CONSTITUTION DU 4 OCTOBRE 1958

QUINZIÈME LÉGISLATURE

Enregistré à la Présidence de l’Assemblée nationale le 7 juin 2022.

PROPOSITION DE LOI

visant à instituer un bouclier sanitaire,

(Renvoyée à la commission des affaires sociales, à défaut de constitution d’une commission spéciale
dans les délais prévus par les articles 30 et 31 du Règlement.),

présentée par

M. JeanPierre DOOR,

député.

 


1

EXPOSÉ DES MOTIFS

Mesdames, Messieurs,

La crise sanitaire de covid‑19 a fortement affecté notre système de protection sociale. En 2020, les régimes de base de sécurité sociale et le fonds de solidarité vieillesse (FSV) ont connu un déficit jamais atteint jusque‑là, – 39,7 milliards deuros. En 2021 la crise a affecté encore largement les dépenses et le déficit est demeuré très important, passant à 34,8 milliards deuros. Pour 2022, il est établi à 21,4 milliards. Le déficit anticipé par le gouvernement pour les années suivantes restera durablement élevé. En 2025, il se concentrera principalement sur la branche maladie à hauteur de 15,2 milliards et sur la branche retraites à hauteur de 8,2 milliards. Après avoir prévu la fin de la dette sociale en 2024, lexistence de la Caisse d’amortissement à la dette sociale (CADES) est prolongée jusquen 2033, soit neuf années supplémentaires.
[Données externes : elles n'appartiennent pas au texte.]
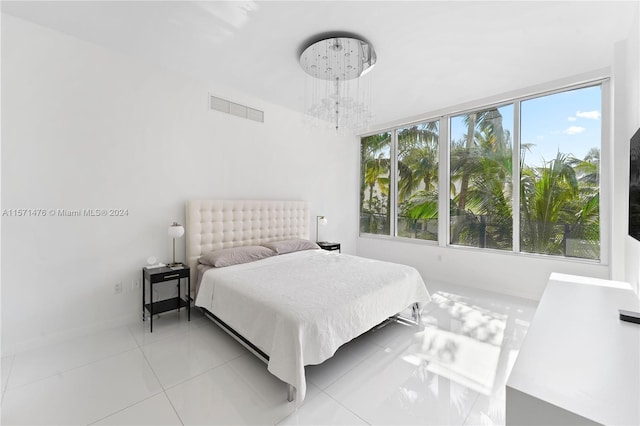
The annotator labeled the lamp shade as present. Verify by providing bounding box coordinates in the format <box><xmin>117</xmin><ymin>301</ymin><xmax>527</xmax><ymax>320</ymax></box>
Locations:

S’agissant de la la branche maladie, les dépenses ont progressé de 10,1 % en 2020 et devraient croître de 10,7 % en 2021, contre 2,4 % en moyenne en 2018‑2019. Ces évolutions reflètent une progression record de l’Objectif national de dépenses d’assurance maladie (Ondam) en 2020 (9,4 %) et 2021 (8,2 %). Or Les finances sociales constituent la priorité du redressement de l’ensemble des comptes publics, car les dépenses sociales représentent près de la moitié des dépenses publiques.

Au regard de la trajectoire des déficits, il est donc urgent de s’attaquer aux faiblesses du système. Du point de vue des recettes et compte tenu du niveau record de l’Organisation de coopération et de développement économiques (OCDE) du taux des prélèvements obligatoires atteint en France il serait irréaliste de procéder à de nouvelles augmentations qui pénaliseraient une reprise déjà très affectée par la situation internationale.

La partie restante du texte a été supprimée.